Attività 3 (approssimativamente 1 anno)
Durante l'ultima e più importante fase del progetto, le esperienze acquisite verranno verificate su più casi di studio. In collaborazione con l’altra Unità e con i consulenti dell’ICVBC-CNR, verranno quindi selezionati possibili siti di interesse in cui le superfici artistiche appaiono caratterizzate da fenomeni di degrado dovuti alla formazione di solfati e nitrati. In analogia a quanto fatto in laboratorio saranno eseguiti test di pulitura su due tipologie di superfici reali, una pittura murale e una superficie lapidea scolpita.
Le tecniche di spettroscopia per immagini permetteranno di identificare le aree caratterizzate dalla presenza di fenomeni di solfatazione e nitratazione e l’eventuale presenza di altri contaminanti, con particolare riferimento ai composti organici. I parametri di fluorescenza e riflettanza misurati prima della pulitura costituiscono il riferimento per la valutazione dell’efficacia del trattamento.
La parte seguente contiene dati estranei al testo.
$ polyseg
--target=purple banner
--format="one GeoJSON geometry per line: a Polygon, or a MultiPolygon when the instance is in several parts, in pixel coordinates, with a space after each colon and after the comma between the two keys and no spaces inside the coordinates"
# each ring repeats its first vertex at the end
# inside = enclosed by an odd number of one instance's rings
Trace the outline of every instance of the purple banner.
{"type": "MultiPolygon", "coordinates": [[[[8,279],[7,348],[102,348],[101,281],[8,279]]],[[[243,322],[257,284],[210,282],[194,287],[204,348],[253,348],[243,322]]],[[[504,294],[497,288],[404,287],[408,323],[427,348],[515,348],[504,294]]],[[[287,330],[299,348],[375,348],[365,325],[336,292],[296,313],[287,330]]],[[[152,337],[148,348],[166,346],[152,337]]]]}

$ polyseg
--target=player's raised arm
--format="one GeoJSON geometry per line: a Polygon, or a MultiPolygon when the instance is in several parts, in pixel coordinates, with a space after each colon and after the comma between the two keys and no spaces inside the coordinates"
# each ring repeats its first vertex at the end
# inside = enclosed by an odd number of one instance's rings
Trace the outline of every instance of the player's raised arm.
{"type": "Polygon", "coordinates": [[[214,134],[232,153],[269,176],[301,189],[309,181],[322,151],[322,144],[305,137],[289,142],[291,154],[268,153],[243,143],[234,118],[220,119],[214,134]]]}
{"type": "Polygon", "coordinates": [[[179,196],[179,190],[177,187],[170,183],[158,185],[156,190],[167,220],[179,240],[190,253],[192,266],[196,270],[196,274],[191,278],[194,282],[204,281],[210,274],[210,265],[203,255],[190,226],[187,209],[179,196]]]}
Durante le prove di pulitura, l’Unità di Ricerca presso il Dipartimento di Fisica valuterà l’efficacia della pulitura attraverso gli indici complessivi ottenuti durante le prove sui campioni realizzati in laboratorio. L’Unità si avvarrà ancora della consulenza dell’Istituto ICVBC-CNR per l’individuazione dei livelli corretti di pulitura nei casi reali, sia da un punto di vista dell’aspetto visivo della superficie, sia mediante eventuali misure analitiche su microcampioni prelevati da punti di interesse.